MITI E LEGGENDE DELL' ANTICA GRECIA
Si racconta che Ganimede fosse un giovane di straordinaria bellezza, il più bello tra i mortali, figlio del re Troo, che diede il suo nome alla città di Troia e alla stirpe dei troiani.
Ganimede si occupava di custodire le mandrie del padre e di portarle nei pascoli intorno a Troia. Zeus, affascinato dalla sublime beltà rappresentata dal ragazzo, per sottrarlo alla vita terrena e renderlo immortale, un giorno che era al pascolo con il gregge sul Monte Ida, prese le sembianze di una enorme aquila e se lo portò sull'Olimpo dove ne fece il suo amante e il coppiere degli Dei.
Nel momento in cui saliva in cielo, l'amico che lo accompagnava tentò invano di trattenerlo afferrandolo per i piedi, mentre i suoi cani fedeli abbaiavano inutilmente contro il cielo e continuarono a chiamarlo con latrati disperati anche dopo che il loro padrone era sparito nell'alto.
Per risarcire il padre della perdita del figlio, Zeus gli offrì in cambio una coppia di cavalli divini e un tralcio di vite d'oro opera di Efesto.
Il padre accettò e si consolò pensando che suo figlio era ormai divenuto immortale e sarebbe stato d'ora in avanti il coppiere degli Dei, una posizione che era considerata di grande privilegio.

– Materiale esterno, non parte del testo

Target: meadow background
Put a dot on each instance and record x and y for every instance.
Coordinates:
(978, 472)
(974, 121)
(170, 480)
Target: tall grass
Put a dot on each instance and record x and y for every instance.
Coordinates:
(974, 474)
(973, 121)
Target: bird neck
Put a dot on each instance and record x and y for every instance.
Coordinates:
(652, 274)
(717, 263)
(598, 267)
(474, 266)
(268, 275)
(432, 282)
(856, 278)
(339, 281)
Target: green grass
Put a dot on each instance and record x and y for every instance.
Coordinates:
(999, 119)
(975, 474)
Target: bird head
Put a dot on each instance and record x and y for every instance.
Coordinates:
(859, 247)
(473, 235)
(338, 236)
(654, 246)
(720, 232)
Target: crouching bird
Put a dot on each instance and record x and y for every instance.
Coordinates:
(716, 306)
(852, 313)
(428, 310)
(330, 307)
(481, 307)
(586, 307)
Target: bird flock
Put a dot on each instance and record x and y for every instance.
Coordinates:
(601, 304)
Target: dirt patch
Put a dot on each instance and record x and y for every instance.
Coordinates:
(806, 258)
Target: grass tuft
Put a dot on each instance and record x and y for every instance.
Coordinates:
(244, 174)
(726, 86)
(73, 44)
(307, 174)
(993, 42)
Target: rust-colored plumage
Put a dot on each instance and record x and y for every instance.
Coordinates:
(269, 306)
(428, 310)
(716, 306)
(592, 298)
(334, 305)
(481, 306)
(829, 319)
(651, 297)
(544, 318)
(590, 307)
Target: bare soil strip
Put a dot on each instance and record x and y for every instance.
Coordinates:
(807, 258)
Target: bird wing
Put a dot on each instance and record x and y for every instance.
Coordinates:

Tutti gli dei erano lieti e colmi di gioia nel vedere il bel giovane in mezzo a loro, con l'eccezione di Era, la consorte di Zeus considerava difatti Ganimede come un rivale più che mai pericoloso nell'affetto del marito e considerava quel rapimento come un insulto rivolto a lei stessa e a sua figlia Ebe, che fino a quel giorno era stata la coppiera degli dei.
Tuttavia, con questo atteggiamento ostile, la dea riuscì soltanto ad irritare Zeus al punto che pose tra gli astri l’immagine di Ganimede, creando così la costellazione dell’Acquario che è posizionata proprio vicino a quella dell’Aquila che lo rapì.